Do you have a central thought that you start your morning with and that you keep repeating to yourself throughout the day, especially in times when you are anxious or worried or angry or hurt? Today, I started with the thought: I want to be the best version of myself. And believe you me, that was the last thing I was. Sometimes, I wonder how a good and inspiring moment can turn sour or wrong with just a single argument or hurtful saying. Have you ever wondered how life takes on a very beautiful and smooth turn when you are happy and content? And how the moment can turn dark when thoughts become bitter? It is in such moments that the power of the mind becomes so evident. We can choose to be happy or burdened. If only there were ways to create sentinels to stand at the gateway of our minds, they would know what is good for us and what we can turn away. Happy thoughts? Yes, you can come in. Hurt, stay out. Joy, please enter. Arguments, no way can you have access. But it does not work that way. There are no sentinels, there are no guardians, no angels even. Just us. Just me. This is when the tools we have in our yoga belt come to the rescue. The contents of the tool belt, which I proudly wear, vary for each of us, but there are some essentials that help get us through most situations.

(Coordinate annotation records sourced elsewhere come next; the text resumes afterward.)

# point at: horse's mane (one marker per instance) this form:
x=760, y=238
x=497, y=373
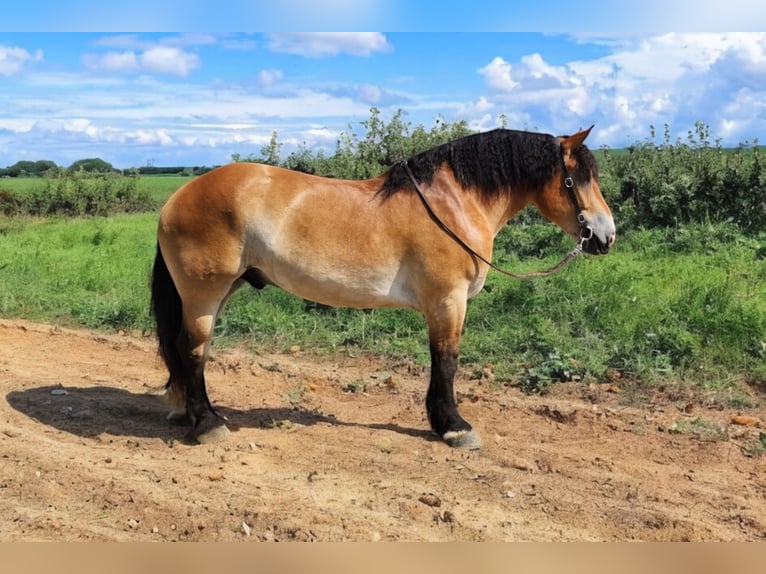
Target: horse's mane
x=492, y=162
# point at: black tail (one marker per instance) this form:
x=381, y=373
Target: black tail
x=167, y=310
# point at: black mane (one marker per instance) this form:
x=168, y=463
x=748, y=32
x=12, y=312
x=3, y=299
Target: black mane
x=492, y=162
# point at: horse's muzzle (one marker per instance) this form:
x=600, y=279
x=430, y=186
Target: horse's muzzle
x=596, y=246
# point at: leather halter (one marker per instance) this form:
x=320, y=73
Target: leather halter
x=585, y=231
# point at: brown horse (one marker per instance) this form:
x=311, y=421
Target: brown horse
x=418, y=236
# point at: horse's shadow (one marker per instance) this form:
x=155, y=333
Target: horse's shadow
x=91, y=411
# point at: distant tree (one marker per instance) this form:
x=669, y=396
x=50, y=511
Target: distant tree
x=93, y=165
x=270, y=152
x=26, y=168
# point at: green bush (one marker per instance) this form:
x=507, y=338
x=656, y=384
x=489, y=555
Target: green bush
x=671, y=184
x=81, y=193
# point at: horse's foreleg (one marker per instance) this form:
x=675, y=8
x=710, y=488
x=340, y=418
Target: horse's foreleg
x=445, y=325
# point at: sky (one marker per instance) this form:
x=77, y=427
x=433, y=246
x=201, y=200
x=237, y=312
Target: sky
x=198, y=96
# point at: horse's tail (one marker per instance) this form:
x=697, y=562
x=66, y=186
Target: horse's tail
x=168, y=313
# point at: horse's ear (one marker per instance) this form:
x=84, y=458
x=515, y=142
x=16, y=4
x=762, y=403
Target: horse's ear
x=574, y=141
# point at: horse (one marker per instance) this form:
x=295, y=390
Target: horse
x=418, y=236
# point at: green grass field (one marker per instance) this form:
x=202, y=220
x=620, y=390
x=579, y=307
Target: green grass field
x=159, y=187
x=686, y=304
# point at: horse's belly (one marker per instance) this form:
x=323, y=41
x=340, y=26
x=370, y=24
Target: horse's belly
x=356, y=290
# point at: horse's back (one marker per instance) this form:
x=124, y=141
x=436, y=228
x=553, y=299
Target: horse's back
x=323, y=239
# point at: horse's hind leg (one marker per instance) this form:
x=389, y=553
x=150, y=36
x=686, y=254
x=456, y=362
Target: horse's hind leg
x=199, y=316
x=445, y=322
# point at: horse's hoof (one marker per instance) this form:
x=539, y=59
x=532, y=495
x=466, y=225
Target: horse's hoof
x=216, y=434
x=467, y=440
x=179, y=417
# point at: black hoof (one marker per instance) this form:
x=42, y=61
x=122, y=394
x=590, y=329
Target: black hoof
x=465, y=440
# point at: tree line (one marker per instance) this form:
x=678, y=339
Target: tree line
x=648, y=184
x=96, y=165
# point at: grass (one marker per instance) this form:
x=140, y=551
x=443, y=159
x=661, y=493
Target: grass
x=687, y=304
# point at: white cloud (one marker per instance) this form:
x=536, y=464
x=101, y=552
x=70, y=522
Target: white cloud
x=268, y=78
x=112, y=62
x=167, y=60
x=369, y=93
x=322, y=44
x=13, y=58
x=159, y=59
x=669, y=78
x=498, y=75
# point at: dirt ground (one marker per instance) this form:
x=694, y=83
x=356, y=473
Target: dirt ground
x=337, y=448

As a gardener, I love using the garden as a metaphor for yoga, and vice versa. I carry my sharp snips, in my gardener’s belt, essential to cut flowers and dead head. This light-weight utensil is very sharp and probably the most useful tool to have. In the broader yogic sense, I would say this is the awareness. We all have some sort of mental snips we carry around, but to put it to use we need to know which thoughts to cut, which to dead head and when. An ever-developing consciousness will tell us when something is ripe, worth pursuing or just dead. I also have rubber-bands or pieces of cord to tie up and fix flowers that have drooped because of wind or rain. These have to be the fun part of life for sure, or have you never ever fired spitballs at your friends using rubber bands in school? These are the rescue remedy drops of life. Think of jokes, think of funny videos, think of absurd moments when you laughed and laughed and felt alive. I, particularly today, think of Baubo, the Greek mythological goddess of obscenity, and how she through her ribald jokes and lewd dances made Demeter, who was mad with grief from the loss of her daughter, Persephone, laugh again, and finally led Demeter discover where Persephone was hidden. There is a certain freedom in ribald jokes, a laughter that is both embarrassing and liberating. So, use these as well, like the rubber bands and many situations will become lighter, but please use your belly-laugh when you do. Then there is my phone. I use the camera on the phone a lot to take pictures of the flowers, the plants, the sunlight on the dew drops, the bees hovering over the open-lipped salvia, the petals of the fringed cosmos double-click. I use the camera to share and mostly to document. What was the progress? How did it grow? Like a journal, one might say. Yoga asanas do the same, each time we practice we get in touch with ourselves and we are taking notes, comparing them. How do I feel? Is my practice making my feel more and more at ease with my body. Am I documenting and keeping a chart, noting down what works and what doesn’t? The last item is of course the belt itself. That which holds all the tools together and what is it in our life but the breath itself. We only need to breathe and everything will fall in place.
So, I use the tools when life is not quite what I thought it would be, and it is a good thing too. Challenges are stepping stones for us to grow into our potentials. I, particularly, would like to use the rubber-bands today, a joke or two, a dance, a belly shake is just what I am up to.